Certifications (Optional but Valuable)
- AWS Certified Data Analytics – Specialty
- Google Professional Data Engineer
- Microsoft Azure Data Engineer Associate
- Databricks Certified Data Engineer Associate
Additional Considerations
- Analytical & Statistical Skills: A background in data analysis or data science is highly beneficial for designing effective data models and understanding business insights.
- Machine Learning Integration: Exposure to integrating machine learning pipelines, especially GenAI technology, for further data-driven intelligence is a plus.
- Innovative Mindset: Enthusiasm for exploring new tools, frameworks, and methodologies to continually optimize data solutions.
Why Join Us
- Impactful Role: Shape the architecture and strategy for unstructured data management and analytics, influencing key decisions and driving business value.
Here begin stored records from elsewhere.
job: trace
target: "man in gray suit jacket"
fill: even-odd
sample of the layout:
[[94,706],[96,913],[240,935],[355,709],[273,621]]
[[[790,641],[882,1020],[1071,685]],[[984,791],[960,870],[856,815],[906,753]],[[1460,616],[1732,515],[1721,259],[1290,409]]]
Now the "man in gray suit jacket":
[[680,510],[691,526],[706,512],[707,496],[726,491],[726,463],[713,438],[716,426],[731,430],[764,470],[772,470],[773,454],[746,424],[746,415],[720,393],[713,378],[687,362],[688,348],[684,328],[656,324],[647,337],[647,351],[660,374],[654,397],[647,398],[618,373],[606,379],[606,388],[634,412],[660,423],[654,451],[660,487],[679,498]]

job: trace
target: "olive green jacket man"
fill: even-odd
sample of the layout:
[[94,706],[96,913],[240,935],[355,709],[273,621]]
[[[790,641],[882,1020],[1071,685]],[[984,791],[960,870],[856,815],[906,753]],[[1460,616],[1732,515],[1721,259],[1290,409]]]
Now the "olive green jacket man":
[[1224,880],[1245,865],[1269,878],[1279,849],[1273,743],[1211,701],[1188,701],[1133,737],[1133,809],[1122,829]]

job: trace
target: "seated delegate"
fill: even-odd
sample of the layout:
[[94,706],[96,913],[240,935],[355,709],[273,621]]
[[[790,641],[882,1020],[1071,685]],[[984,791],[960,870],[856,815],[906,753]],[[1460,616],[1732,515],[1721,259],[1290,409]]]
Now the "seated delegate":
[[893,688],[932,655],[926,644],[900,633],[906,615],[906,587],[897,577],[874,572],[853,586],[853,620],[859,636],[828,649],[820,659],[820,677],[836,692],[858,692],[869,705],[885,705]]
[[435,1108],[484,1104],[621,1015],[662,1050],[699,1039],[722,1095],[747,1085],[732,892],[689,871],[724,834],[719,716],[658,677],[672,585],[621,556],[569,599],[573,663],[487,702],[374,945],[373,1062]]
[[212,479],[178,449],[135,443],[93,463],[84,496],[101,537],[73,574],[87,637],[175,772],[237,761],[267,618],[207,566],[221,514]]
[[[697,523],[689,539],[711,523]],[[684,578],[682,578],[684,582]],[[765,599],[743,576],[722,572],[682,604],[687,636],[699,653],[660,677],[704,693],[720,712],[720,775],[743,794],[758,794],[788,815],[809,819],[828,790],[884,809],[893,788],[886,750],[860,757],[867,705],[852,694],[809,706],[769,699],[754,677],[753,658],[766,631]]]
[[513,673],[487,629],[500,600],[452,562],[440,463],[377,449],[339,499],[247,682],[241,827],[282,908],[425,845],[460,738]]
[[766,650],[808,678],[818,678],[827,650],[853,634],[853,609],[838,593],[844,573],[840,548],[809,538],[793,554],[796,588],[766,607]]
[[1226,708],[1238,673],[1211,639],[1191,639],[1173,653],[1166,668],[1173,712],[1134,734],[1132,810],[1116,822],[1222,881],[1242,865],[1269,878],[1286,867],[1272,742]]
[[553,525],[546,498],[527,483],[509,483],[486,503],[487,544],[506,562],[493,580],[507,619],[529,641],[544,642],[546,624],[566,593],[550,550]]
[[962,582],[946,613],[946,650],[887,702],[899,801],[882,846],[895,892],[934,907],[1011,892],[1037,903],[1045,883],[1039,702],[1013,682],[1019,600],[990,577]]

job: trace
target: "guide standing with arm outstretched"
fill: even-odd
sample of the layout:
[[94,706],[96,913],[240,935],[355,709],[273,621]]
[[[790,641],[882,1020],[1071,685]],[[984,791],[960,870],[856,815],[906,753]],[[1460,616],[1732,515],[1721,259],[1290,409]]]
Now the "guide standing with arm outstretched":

- Collaborative Environment: Work alongside a dynamic team of data professionals, leveraging cutting-edge technologies to solve real-world challenges.
- Professional Growth: Expand your technical acumen and leadership capabilities in a role that offers continuous learning and development opportunities.
Minimum Clearance Required to Start:
Not Applicable/NoneParsons is an equal opportunity employer committed to diversity in the workplace. Minority/Female/Disabled/Protected Veteran.